Whilst the economy appears to be one the way out of difficulty, it’s not yet clear how much this success will feed into Britain’s high streets.

While the consumer may soon feel they have more money in the bank and an increased appetite to spend, it could be that their habits have changed for good, turning to shopping centres and online, rather than returning to their local merchants.

Finding a solution to high-street decline has been a hot topic in recent years, with everything from free town centre parking to a tax on online sales touted as a silver bullet.

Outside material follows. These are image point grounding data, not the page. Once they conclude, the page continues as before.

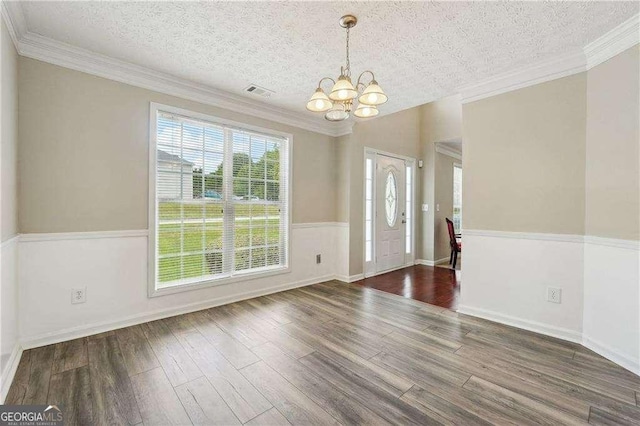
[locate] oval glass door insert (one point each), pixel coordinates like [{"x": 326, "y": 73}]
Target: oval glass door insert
[{"x": 391, "y": 199}]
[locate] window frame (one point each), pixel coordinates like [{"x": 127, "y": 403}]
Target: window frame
[{"x": 152, "y": 289}]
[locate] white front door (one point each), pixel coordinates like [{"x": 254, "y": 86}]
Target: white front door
[{"x": 390, "y": 215}]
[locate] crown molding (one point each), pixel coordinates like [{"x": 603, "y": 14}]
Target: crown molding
[
  {"x": 616, "y": 41},
  {"x": 14, "y": 19},
  {"x": 540, "y": 72},
  {"x": 45, "y": 49},
  {"x": 606, "y": 47},
  {"x": 449, "y": 152}
]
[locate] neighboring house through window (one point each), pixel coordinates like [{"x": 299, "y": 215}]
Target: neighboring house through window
[{"x": 219, "y": 205}]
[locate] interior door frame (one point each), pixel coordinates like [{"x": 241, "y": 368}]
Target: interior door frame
[{"x": 370, "y": 268}]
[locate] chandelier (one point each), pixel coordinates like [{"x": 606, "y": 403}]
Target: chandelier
[{"x": 342, "y": 98}]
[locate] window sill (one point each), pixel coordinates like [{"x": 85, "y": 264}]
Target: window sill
[{"x": 189, "y": 285}]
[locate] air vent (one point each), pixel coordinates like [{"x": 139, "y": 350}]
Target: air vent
[{"x": 258, "y": 91}]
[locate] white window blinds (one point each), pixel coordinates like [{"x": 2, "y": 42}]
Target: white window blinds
[{"x": 221, "y": 201}]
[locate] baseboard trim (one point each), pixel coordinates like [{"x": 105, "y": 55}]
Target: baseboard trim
[
  {"x": 319, "y": 225},
  {"x": 537, "y": 327},
  {"x": 431, "y": 262},
  {"x": 10, "y": 371},
  {"x": 90, "y": 329},
  {"x": 612, "y": 242},
  {"x": 611, "y": 354}
]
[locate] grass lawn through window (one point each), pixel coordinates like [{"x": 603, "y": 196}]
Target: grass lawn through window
[{"x": 190, "y": 238}]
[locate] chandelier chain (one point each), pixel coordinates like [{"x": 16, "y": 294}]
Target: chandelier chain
[
  {"x": 344, "y": 95},
  {"x": 348, "y": 70}
]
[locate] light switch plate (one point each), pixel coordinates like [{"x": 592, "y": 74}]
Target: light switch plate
[
  {"x": 78, "y": 295},
  {"x": 554, "y": 295}
]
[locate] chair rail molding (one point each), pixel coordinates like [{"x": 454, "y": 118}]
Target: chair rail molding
[{"x": 567, "y": 238}]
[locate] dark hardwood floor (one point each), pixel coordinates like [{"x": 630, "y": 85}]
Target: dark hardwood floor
[
  {"x": 436, "y": 286},
  {"x": 331, "y": 353}
]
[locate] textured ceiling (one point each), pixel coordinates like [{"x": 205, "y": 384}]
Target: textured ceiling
[{"x": 420, "y": 51}]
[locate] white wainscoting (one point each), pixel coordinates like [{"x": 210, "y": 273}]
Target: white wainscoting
[
  {"x": 611, "y": 325},
  {"x": 9, "y": 345},
  {"x": 506, "y": 276},
  {"x": 113, "y": 268}
]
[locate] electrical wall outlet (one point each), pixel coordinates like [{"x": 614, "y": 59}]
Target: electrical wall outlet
[
  {"x": 78, "y": 295},
  {"x": 554, "y": 295}
]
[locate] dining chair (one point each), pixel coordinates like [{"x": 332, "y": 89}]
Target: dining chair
[{"x": 456, "y": 247}]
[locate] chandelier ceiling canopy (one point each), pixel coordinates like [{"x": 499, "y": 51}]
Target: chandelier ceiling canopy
[{"x": 338, "y": 104}]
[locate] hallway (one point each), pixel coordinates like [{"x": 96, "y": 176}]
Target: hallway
[{"x": 433, "y": 285}]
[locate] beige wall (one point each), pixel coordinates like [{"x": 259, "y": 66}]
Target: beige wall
[
  {"x": 440, "y": 121},
  {"x": 443, "y": 199},
  {"x": 397, "y": 133},
  {"x": 9, "y": 133},
  {"x": 613, "y": 148},
  {"x": 524, "y": 159},
  {"x": 84, "y": 153}
]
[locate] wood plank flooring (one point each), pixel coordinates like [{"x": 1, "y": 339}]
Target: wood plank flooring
[
  {"x": 433, "y": 285},
  {"x": 327, "y": 354}
]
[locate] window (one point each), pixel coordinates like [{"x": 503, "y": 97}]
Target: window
[
  {"x": 220, "y": 200},
  {"x": 457, "y": 198}
]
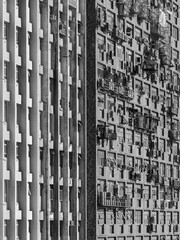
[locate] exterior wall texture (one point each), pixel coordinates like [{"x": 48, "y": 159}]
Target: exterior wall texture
[
  {"x": 137, "y": 88},
  {"x": 42, "y": 122}
]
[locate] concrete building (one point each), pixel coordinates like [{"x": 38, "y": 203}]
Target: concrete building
[
  {"x": 42, "y": 120},
  {"x": 90, "y": 120},
  {"x": 133, "y": 120}
]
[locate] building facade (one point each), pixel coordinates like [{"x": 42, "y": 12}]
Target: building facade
[
  {"x": 42, "y": 121},
  {"x": 133, "y": 120}
]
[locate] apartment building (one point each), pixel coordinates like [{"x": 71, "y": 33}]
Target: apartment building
[
  {"x": 42, "y": 120},
  {"x": 133, "y": 120}
]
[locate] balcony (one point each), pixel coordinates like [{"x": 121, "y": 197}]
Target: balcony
[
  {"x": 134, "y": 176},
  {"x": 172, "y": 110},
  {"x": 114, "y": 202},
  {"x": 158, "y": 31},
  {"x": 176, "y": 183},
  {"x": 150, "y": 66},
  {"x": 174, "y": 135},
  {"x": 62, "y": 29}
]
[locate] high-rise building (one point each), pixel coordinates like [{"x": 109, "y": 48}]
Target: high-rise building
[
  {"x": 42, "y": 120},
  {"x": 90, "y": 120},
  {"x": 133, "y": 120}
]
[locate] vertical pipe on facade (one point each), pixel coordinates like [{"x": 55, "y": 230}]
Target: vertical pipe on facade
[
  {"x": 65, "y": 123},
  {"x": 2, "y": 10},
  {"x": 12, "y": 120},
  {"x": 22, "y": 119},
  {"x": 56, "y": 98},
  {"x": 45, "y": 117},
  {"x": 35, "y": 120}
]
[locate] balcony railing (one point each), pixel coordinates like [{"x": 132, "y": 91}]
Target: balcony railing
[{"x": 114, "y": 202}]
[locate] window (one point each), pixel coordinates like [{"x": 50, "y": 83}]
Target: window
[
  {"x": 6, "y": 111},
  {"x": 155, "y": 216},
  {"x": 110, "y": 20},
  {"x": 120, "y": 134},
  {"x": 154, "y": 192},
  {"x": 175, "y": 218},
  {"x": 138, "y": 164},
  {"x": 162, "y": 218},
  {"x": 5, "y": 30},
  {"x": 168, "y": 218},
  {"x": 176, "y": 172},
  {"x": 175, "y": 33},
  {"x": 110, "y": 186},
  {"x": 101, "y": 47},
  {"x": 146, "y": 217},
  {"x": 162, "y": 145},
  {"x": 175, "y": 149},
  {"x": 129, "y": 135},
  {"x": 138, "y": 37},
  {"x": 162, "y": 169},
  {"x": 169, "y": 171},
  {"x": 17, "y": 36},
  {"x": 5, "y": 69},
  {"x": 138, "y": 217},
  {"x": 146, "y": 192},
  {"x": 162, "y": 193},
  {"x": 162, "y": 121},
  {"x": 146, "y": 140}
]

The government even brought on board Mary Portas, “Queen of Shops”, as an adviser, but as yet her changes have seen less than conclusive results.

Research from Kantar Retail commissioned by Groupon found that while 42 per cent of consumers prefer the convenience of shopping online, 58 per cent prefer the personal service offered by shopping in-store.

More than seven tenths of consumers said they want to see a greater range of independent shops on their high street, something that SMEs could seek to benefit from.

The research also found that consumers want to see more variety in their shops, as 31 per cent want more clothes shops, 30 per cent want to see more artisan food shops and 20 per cent want to see more book shops.

On the other hand many consumers expect betting shops, mobile phone shops and estate agents to disappear from the high street within five years. 

Bryan Roberts, director of retail insights at Kantar Retail, said: “The future High Street is shaping up to be very different to how it appears now – the fact that shoppers demand to see a wider variety of businesses matches what we are seeing in the industry.

“High Streets will be less reliant on retail, and more focused on broader hospitality, leisure and service facilities to encourage people to meet socially and interact more with the local community.”